I’m teaching a machine learning course this semester, and I found that there wasn’t a platform to set up machine learning competitions for purposes like this. So I decided to make it myself!
Here is the basic functionality:
- Single sign on with our G Suite accounts (limited to registered users of the course)
- Nice presentation and UI with multiple tabs for each problem set (I thought this would be hard but it was easy!)
- Be able to download training data, see problem description, and see other necessary info (basically just text)
- Be able to submit their predictions!
- A dynamic leaderboard that will update the standings once scores are calculated.
Getting the basic functionality working took about 10 hours of solid work. I made it in a modular way that took a bit more time but I think it will be helpful in future semesters when I want to use it again.
Updating with new problem sets takes about 15 minutes once I have the data and details ready. Mostly I just have to check that the scoring code is working correctly.
Login screen. I’m never good at making these. I think I could benefit a lot from a design course.
Home page. I set up the navigation to be the primary form with the content panels clearing and filling in based on the selection. Got the idea from the Anvil docs (thanks!).
Problem set page. There are 6 major assignments throughout the semester and students interact with them all here. Actual notebooks are submitted and graded via our LMS.
Problem set data page. They are basically direct links to files hosted on Google Drive as the datasets are often pretty big.
Submission page. Students submit their CSV files with predictions here. A background task is launched to do the actual scoring (as for some problem sets this takes several seconds). There are several validations (due date, max daily submissions, and a generic validation that catches other errors).
Leaderboard. Calculated on the fly from a Data Table of all problem set submissions. This was chosen over having a separate leaderboard for each problem set to reduce code.
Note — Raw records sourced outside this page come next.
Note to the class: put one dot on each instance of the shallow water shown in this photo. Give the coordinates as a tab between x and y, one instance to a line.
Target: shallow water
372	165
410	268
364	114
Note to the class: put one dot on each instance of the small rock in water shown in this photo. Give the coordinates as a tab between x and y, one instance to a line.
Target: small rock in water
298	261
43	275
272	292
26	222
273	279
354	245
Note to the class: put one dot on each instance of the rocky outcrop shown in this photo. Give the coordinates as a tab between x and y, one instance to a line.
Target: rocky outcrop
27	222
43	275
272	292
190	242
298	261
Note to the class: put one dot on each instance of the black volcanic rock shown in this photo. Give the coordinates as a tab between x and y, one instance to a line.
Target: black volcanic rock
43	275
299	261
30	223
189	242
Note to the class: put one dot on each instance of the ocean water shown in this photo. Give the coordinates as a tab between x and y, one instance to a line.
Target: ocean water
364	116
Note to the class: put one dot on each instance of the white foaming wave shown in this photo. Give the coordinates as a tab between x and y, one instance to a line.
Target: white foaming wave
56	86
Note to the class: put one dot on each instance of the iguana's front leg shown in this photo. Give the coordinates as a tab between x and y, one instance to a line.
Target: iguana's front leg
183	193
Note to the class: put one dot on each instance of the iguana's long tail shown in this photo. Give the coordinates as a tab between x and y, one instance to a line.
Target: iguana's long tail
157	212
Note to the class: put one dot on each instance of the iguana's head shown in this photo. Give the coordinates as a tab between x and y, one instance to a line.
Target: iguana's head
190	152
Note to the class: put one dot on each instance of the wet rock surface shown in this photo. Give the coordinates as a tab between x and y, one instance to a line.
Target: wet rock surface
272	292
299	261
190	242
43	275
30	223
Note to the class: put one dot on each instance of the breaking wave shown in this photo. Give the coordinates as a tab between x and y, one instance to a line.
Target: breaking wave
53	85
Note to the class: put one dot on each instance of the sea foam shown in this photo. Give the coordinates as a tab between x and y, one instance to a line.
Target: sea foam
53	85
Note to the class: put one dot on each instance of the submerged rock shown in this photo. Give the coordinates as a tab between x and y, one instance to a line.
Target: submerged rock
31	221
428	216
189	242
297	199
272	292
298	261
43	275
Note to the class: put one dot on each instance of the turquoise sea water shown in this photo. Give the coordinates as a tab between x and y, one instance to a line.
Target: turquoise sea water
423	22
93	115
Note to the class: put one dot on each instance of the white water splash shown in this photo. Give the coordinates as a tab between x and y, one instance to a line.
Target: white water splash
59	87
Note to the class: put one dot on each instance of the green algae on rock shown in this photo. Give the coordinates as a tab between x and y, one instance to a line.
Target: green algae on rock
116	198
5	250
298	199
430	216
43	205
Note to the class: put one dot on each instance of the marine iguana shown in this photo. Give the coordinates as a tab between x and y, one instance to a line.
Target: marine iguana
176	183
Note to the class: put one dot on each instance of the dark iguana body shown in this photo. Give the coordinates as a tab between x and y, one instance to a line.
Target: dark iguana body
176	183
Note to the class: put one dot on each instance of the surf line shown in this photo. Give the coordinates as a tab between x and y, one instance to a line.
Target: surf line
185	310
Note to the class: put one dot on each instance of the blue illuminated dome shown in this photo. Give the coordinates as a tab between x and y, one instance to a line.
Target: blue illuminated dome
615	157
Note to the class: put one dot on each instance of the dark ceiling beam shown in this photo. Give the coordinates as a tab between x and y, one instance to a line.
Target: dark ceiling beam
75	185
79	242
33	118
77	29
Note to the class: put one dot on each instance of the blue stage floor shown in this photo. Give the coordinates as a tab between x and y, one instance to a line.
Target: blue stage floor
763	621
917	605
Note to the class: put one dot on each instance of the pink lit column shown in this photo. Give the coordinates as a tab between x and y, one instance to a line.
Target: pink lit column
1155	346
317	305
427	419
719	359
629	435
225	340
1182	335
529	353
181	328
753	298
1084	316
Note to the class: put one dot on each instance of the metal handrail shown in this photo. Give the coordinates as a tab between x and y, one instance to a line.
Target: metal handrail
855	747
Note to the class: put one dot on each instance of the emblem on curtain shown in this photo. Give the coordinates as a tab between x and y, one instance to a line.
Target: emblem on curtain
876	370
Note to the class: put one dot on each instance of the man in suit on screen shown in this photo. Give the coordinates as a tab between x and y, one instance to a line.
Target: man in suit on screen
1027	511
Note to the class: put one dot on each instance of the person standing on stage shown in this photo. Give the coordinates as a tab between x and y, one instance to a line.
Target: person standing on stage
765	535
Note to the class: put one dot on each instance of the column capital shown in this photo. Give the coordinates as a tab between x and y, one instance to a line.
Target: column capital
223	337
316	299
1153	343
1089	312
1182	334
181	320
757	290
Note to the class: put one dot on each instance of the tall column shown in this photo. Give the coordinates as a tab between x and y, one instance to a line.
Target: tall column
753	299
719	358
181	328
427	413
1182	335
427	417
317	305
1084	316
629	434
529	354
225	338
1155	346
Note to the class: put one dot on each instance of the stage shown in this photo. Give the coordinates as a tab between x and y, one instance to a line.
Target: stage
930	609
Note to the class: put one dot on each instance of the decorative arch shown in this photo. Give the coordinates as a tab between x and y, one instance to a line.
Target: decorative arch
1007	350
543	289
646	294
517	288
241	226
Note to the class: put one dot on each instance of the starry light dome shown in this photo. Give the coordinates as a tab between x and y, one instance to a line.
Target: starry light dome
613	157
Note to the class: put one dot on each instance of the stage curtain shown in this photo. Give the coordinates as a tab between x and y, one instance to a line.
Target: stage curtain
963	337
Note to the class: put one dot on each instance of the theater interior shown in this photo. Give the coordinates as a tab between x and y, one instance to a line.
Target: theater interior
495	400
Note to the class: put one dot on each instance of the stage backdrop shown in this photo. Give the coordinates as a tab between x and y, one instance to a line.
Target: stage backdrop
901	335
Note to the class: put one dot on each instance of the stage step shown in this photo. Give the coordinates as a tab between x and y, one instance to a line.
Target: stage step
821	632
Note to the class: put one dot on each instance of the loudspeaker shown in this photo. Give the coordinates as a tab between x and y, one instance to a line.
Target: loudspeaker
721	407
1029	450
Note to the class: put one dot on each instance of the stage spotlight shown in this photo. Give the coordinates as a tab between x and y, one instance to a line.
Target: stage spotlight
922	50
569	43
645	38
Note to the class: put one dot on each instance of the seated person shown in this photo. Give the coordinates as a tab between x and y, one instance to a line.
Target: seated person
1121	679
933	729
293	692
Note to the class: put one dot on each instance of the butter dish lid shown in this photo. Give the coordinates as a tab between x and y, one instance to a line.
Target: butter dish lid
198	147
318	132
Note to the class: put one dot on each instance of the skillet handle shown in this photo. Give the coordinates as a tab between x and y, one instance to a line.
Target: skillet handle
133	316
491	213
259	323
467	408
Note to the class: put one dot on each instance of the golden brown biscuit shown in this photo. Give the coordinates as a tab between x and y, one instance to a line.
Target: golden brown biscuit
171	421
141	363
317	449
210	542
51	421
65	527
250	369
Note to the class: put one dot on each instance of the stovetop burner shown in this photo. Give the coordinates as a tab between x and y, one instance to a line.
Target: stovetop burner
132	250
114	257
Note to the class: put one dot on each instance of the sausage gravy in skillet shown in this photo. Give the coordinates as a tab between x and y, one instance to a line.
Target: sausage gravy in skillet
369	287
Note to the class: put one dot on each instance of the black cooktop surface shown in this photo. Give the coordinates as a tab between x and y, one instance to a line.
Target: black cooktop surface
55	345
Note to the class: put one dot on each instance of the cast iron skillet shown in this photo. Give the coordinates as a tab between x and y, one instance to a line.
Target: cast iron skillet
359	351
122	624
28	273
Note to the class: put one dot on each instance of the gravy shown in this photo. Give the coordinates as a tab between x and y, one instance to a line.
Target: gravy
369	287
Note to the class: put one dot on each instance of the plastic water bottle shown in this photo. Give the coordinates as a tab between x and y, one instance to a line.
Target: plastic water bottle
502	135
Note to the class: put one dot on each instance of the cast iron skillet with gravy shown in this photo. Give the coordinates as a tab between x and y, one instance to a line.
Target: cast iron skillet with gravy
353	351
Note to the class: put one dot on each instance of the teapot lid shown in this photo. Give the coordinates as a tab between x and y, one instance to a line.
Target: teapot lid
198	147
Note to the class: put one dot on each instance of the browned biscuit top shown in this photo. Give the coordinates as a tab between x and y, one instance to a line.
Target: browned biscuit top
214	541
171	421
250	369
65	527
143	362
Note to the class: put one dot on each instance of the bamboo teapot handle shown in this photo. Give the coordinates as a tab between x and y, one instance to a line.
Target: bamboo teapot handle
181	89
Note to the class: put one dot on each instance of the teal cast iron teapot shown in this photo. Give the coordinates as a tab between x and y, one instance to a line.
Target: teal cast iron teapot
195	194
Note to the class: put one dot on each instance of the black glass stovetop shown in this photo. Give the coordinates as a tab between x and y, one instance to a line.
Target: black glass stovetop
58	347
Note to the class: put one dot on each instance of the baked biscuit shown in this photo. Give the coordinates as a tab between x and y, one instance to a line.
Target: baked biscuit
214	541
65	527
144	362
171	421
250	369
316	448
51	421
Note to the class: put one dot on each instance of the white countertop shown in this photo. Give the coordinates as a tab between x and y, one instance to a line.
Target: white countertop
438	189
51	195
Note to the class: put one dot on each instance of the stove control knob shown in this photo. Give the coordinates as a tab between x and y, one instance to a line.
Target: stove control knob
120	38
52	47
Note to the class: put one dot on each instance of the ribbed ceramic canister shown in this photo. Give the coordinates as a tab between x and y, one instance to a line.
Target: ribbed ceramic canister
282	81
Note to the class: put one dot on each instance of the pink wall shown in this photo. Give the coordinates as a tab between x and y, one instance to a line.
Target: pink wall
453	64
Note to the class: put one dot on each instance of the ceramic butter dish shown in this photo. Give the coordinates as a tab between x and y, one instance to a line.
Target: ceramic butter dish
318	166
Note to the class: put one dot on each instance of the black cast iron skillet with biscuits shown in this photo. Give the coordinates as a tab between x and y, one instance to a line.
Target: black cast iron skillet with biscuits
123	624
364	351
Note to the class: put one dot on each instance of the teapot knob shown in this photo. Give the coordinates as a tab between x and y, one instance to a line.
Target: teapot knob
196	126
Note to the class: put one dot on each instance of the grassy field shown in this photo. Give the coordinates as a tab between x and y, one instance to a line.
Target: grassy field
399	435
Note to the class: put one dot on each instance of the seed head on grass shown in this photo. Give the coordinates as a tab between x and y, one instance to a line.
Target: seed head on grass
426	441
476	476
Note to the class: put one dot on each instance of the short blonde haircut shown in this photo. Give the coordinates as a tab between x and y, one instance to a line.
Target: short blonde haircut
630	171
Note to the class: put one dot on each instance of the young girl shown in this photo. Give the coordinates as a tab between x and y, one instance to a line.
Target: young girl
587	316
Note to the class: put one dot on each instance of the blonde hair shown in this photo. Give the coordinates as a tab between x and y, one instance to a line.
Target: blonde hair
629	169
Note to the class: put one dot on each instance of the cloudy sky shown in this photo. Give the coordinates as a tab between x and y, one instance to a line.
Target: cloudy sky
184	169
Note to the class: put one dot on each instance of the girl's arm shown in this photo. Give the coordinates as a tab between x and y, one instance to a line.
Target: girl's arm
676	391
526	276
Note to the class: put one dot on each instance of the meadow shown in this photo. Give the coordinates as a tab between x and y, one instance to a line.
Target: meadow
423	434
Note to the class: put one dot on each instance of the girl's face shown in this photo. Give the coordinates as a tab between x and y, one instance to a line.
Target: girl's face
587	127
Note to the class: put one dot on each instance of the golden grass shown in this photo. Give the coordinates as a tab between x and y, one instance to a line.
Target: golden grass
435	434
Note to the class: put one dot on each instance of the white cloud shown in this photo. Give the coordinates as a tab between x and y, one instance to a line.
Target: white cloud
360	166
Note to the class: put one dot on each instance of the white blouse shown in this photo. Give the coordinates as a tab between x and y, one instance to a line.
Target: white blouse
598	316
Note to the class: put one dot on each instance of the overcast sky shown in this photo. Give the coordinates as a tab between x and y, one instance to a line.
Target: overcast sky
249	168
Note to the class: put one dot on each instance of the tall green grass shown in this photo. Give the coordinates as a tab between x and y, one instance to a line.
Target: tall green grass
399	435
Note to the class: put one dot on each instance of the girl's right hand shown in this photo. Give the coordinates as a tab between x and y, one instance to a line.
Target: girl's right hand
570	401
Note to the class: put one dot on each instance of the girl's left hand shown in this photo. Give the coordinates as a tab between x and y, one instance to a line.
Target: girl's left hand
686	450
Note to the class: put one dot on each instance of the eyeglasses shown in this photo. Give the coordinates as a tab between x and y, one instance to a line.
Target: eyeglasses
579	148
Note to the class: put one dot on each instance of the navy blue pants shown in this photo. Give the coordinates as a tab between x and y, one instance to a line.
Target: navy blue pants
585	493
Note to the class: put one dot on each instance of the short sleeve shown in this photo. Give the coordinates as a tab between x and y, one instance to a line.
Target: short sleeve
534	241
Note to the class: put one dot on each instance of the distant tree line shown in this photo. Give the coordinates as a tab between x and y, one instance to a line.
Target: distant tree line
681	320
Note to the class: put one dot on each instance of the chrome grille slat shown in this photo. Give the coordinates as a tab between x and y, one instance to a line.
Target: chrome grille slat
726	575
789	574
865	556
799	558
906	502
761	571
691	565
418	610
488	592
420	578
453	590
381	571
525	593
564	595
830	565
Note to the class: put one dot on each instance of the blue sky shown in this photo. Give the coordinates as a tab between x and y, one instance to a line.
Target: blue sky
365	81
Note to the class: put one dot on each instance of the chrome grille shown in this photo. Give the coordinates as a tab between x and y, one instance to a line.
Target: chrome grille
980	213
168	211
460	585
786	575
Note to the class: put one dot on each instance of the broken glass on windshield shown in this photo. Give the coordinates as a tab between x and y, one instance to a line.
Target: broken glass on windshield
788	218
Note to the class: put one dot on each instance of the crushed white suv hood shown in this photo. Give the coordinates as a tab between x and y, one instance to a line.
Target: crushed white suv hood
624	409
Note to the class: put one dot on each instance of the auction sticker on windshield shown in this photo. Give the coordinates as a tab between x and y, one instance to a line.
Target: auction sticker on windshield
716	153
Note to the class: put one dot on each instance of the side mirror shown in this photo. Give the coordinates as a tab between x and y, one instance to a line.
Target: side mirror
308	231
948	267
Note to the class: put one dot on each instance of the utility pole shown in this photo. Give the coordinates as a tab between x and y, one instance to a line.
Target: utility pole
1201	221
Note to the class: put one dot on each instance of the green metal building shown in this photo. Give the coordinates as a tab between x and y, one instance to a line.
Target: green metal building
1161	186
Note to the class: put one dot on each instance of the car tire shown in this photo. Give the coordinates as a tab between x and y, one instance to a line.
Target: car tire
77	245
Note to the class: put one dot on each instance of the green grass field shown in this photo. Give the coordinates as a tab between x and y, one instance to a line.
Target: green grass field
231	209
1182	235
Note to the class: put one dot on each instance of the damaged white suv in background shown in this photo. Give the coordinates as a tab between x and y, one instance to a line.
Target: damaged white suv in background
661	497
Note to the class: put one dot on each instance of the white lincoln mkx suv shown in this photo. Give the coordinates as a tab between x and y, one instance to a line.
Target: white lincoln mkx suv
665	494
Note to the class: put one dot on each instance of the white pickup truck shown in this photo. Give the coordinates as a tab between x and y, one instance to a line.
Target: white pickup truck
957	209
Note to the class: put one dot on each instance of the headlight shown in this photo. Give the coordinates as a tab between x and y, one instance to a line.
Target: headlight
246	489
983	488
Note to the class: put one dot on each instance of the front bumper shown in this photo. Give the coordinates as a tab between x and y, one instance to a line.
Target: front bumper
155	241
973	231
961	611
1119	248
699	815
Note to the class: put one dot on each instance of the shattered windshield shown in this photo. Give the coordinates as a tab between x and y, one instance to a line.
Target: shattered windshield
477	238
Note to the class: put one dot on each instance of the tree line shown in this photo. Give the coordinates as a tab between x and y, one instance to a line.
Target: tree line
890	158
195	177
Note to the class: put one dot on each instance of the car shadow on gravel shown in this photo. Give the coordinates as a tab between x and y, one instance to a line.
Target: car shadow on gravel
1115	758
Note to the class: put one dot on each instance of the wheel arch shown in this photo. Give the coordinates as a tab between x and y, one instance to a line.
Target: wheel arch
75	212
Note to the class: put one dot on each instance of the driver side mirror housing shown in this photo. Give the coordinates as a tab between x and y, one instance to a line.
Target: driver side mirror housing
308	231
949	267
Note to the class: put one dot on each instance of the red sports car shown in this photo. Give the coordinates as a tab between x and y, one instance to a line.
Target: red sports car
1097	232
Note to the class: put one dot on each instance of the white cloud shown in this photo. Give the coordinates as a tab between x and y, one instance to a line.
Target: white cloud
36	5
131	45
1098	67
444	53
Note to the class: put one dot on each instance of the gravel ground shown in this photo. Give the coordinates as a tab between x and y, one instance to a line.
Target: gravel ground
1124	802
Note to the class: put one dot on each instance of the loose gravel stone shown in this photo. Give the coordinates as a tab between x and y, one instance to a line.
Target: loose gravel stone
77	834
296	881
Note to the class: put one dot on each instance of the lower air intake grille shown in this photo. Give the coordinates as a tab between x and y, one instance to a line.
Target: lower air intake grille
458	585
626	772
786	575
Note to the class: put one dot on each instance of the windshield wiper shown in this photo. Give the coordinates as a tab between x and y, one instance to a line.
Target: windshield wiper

A few notes on the project:
Getting CSV importing to work took longer than I expected. I needed to get the CSV loaded into a Pandas DataFrame (or at least numpy array) so it can be scored with scikit learn. I ended up doing the following process:
- Pass the file as an object (appropriately titled file) to a server function
file.get_bytes()to convert the object to bytes and save as
- Use the BytesIO method from io to pass the data to Pandas (I found StringIO as a suggestion from a few places but it seems the get_bytes method does’t output a true string)
Final code for importing CSV into pandas is like this:
from io import BytesIO
filedata = file.get_bytes()
df = pd.read_csv(BytesIO(filedata), index_col=0)
One thing I would very much like to do is generate a trend graph that I can embed in a cell on the leaderboard similar to sparklines. Too much work for now but always room for improvement.
Also, this is the first project I tried using Uplink on. I found that it is an excellent tool to prototype code quickly in Jupyter Lab. I can play with the data that is passing in and out of Anvil and this speeds up my coding when using dataframes, dictionaries, and other data at least 10x. A tip though is to kill the kernel in Jupyter Lab when you want to test your code so you don’t have stray objects floating around!
Another excellent development experience!